Archive for April, 2010

High Broderism

US News publishes a silly list of their 5 “best” Cabinet secretaries: Gates, Clinton, LaHood, Duncan, and Shinseki.

I have nothing against any of the people who made the list – it sounds like they’re doing mostly a fine job. But is anyone really surprised that US News made sure to pick both Republicans in the Cabinet, the Army general, and Duncan for pissing off teachers’ unions? I could have predicted those four would make the list without even peeking – they’re exactly who you would pick if you lived by the Washington cocktail party rules that bipartisanship is always good, military officers are always the best most talented managers ever in civilian life, and teachers’ unions are mean and bad and must be bravely fought.

Meanwhile  Hilda Solis is turning around the Labor Department from a decade of deliberate, malign neglect, but she’s Latina and an unashamed liberal and her department actually advocates for those icky unions, so of course she couldn’t possibly make the top 5.

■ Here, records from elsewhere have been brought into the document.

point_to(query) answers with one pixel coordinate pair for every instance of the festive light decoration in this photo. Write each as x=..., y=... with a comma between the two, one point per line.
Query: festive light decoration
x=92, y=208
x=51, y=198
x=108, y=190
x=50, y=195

Barry Ritholtz on the Goldman Sachs case

He’s arguing that media spin has fostered myths that Goldman Sachs’s case is strong. Here’s a taste:

[Myth] 10. I’m not a lawyer, but . . . Then you should not be ignorantly commenting on securities litigation. Why don’t you pour yourself a tall glass of STF up and go sit quietly in the corner.

Read the whole thing.

In the gleaming corridor of the 51st floor

Best thing I’ve read today is a diagnosis from commenter MSB over at Yglesias’s place. The original post asks the question: why are so many bankers douchebags? MSB’s answer comes from the perspective of a corporate lawyer, but really I think what he’s describing is not limited to finance and law:

These organizations accomplish this feat [turning their employees into, well, douchebags  –ed.] by structuring your career path as a type of white collar game of Survivor, except that the tribal counsel is a bunch of rich, old white guys who run the place and generally do not interact meaningfully with their most junior subordinates. At the end of one year, a 20% chunk of the analyst class gets lopped off. A group of 22 year olds in an analyst class has some vague sense of these numbers going in, but they usually also enter with some kind of wrong-headed idea that the firm’s decision making process will be, on the whole, meritocratic and open (often b/c the firm itself claims that’s how it will go). But usually it won’t take until the first round of cuts before the young analysts realize how much kissing ass and “fit” with the firm’s “culture” can affect their chances of success, and so they begin to mold themselves into the douchey banker/lawyer that the will eventually become. B/c they are buying into the institution, they also have to justify it to themselves, so people who are cut are derided as too stupid or weak-willed to withstand the rigors of their profession. And by the end of a couple years, the same analyst class you started with–full of plenty of nice, charming, interesting people from many different backgrounds–has morphed into a room full of hypercompetitive fuckwads who are constantly attempting reassure themselves and each other that they deserve to feel smug and superior, by dressing the same, buying all the same shit and having the same dull and mean-spirited sense of humor. Often the 20% that gets cut corresponds directly to the 20% that’s nicest and most interesting.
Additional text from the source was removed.